41003:

Dynamic reorganization of endoplasmic reticulum along actin filaments and microtubules.

Authors:	Marc, Jan(A)Granger, Cheryl, L.(B)Cyr, Richard , J.(B)
Affiliations:	(A): Biological Sciences, University of Sydney (B): Department of Biology, Pennsylvania State University
Presenter:	Marc, Jan , jmarc@bio.usyd.edu.au

Endoplasmic reticulum (ER), the first compartment in the protein synthesis machinery, is a complex network of lamellar and tubular cisternae of unique morphologies and functions. In plant cells, the membranous network generally extends throughout the cytoplasm and undergoes dynamic rearrangements. Previous kinetic analysis using the fluorescent probe DiOC6 showed that ER motility is driven by acto-myosin motor associated with cytoplasmic streaming.

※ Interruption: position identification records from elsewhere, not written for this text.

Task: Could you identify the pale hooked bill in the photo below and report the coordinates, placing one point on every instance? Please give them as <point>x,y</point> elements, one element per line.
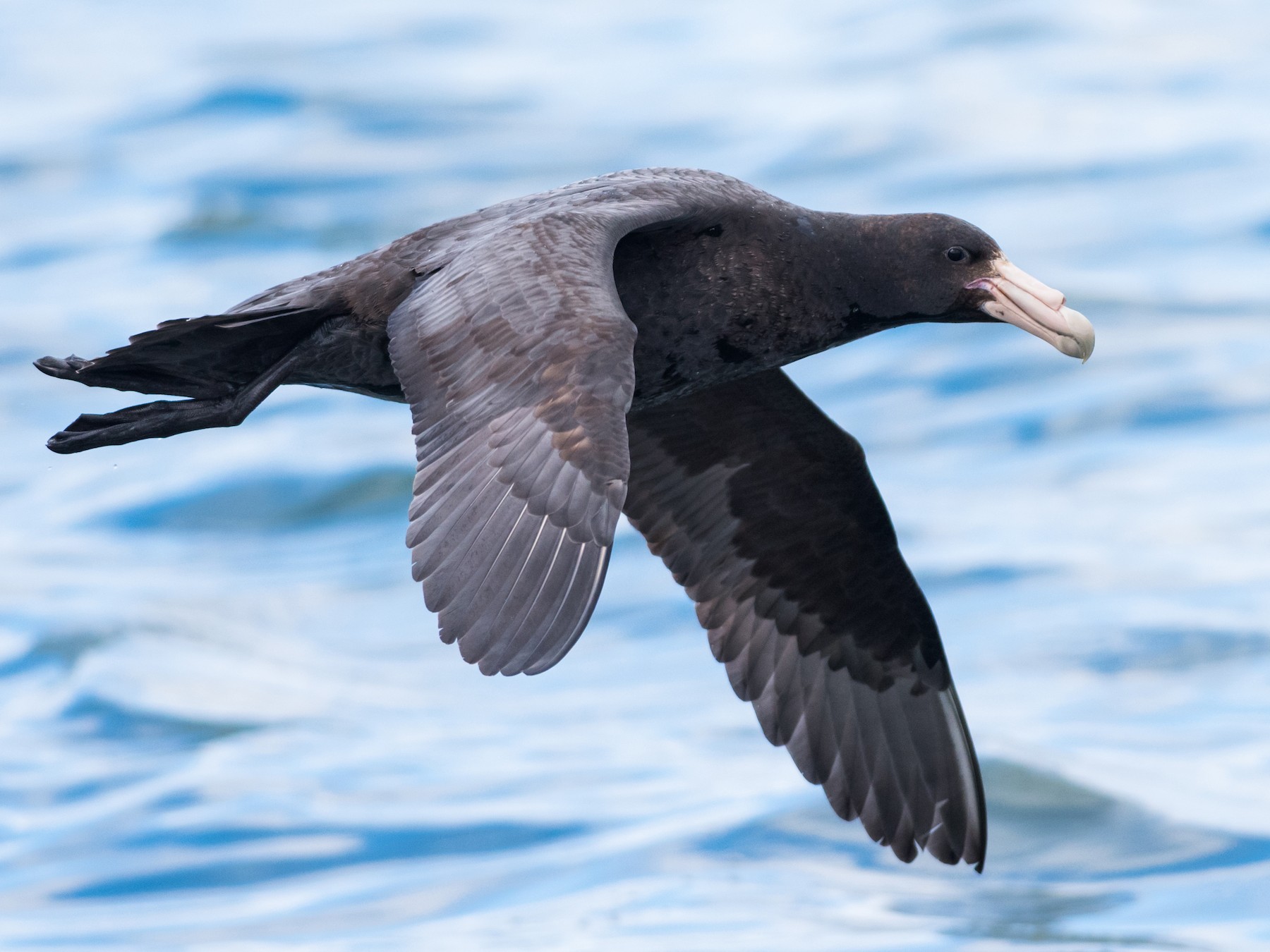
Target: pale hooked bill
<point>1019,298</point>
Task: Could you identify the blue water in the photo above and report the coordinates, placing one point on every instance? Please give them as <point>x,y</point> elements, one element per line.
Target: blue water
<point>226,721</point>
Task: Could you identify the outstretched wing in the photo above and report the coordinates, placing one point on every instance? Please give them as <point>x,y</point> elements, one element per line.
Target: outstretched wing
<point>765,512</point>
<point>516,357</point>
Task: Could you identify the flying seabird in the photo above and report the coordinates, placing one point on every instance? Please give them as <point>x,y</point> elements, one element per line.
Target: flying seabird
<point>615,346</point>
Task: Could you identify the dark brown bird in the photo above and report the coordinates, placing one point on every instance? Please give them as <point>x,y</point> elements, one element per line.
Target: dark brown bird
<point>614,346</point>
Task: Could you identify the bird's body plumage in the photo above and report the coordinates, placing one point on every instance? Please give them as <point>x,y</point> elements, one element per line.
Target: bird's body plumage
<point>615,344</point>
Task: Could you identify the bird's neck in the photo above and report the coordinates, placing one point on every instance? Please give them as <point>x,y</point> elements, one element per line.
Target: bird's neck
<point>714,303</point>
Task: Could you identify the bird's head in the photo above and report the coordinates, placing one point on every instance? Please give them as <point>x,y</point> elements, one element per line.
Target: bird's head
<point>955,272</point>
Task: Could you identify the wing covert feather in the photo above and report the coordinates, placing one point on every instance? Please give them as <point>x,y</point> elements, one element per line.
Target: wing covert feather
<point>517,360</point>
<point>765,512</point>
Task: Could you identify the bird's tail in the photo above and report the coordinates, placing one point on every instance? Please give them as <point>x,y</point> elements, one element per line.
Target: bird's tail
<point>226,363</point>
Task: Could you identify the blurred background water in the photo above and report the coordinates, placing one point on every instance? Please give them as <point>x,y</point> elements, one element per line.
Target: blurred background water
<point>225,719</point>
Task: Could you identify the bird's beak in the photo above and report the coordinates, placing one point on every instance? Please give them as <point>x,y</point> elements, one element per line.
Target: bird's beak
<point>1019,298</point>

Details of the mechanism, however, are unknown. We have introduced an ER-targetted GFP construct (courtesy of Jim Haseloff, MRC Laboratory of Molecular Biology, Cambridge) into the lower epidermis of bean leaves, and studied the reorganization of the ER in large epidermal cells along the midvein using epifluorescence microscopy and a CCD camera. In addition to massive streaming at a velocity of 2-10 mm/s along the large endoplasmic cables, the ER also travelled in finer streams in the cell cortex amongst a relatively immobile network of ER sheets and windows with polygonal partitions of tubular ER. Interestingly, the cortical streaming was usually oriented at transverse or oblique angles relative to the cell length. Application of Cytochalasin D stopped the endoplasmic mainstream within a few minutes and converted it into amorphous stationary clumps, while the tubular ER in the cortex formed oblong windows oriented at distinct transverse or oblique angles, reminiscent of the typical transverse or oblique orientation of cortical microtubules. Application of the microtubule drugs ami-prophos methyl (APM) or taxol had no effect on the endoplasmic mainstream. However, APM distorted the cortical directional streaming and also prevented the formation of the transverse or oblique windows of tubular ER when applied in combination with Cytochalasin D, suggesting that microtubules are involved in directing the streaming in the cortical cytoplasm. To confirm this hypothesis, we co-transformed epidermal cells with the ER-GFP together with a GFP-microtubule binding reporter gene (Marc et al 1998, Plant Cell 10: 1927-1939). This showed that the transverse or oblique cortical streaming does indeed coincide with the location of cortical microtubules, and hence that the acto-myosin and microtubule cytoskeletons are interconnected and both support rearrangements of the ER. Supported by ARC grant A19700148 to JM.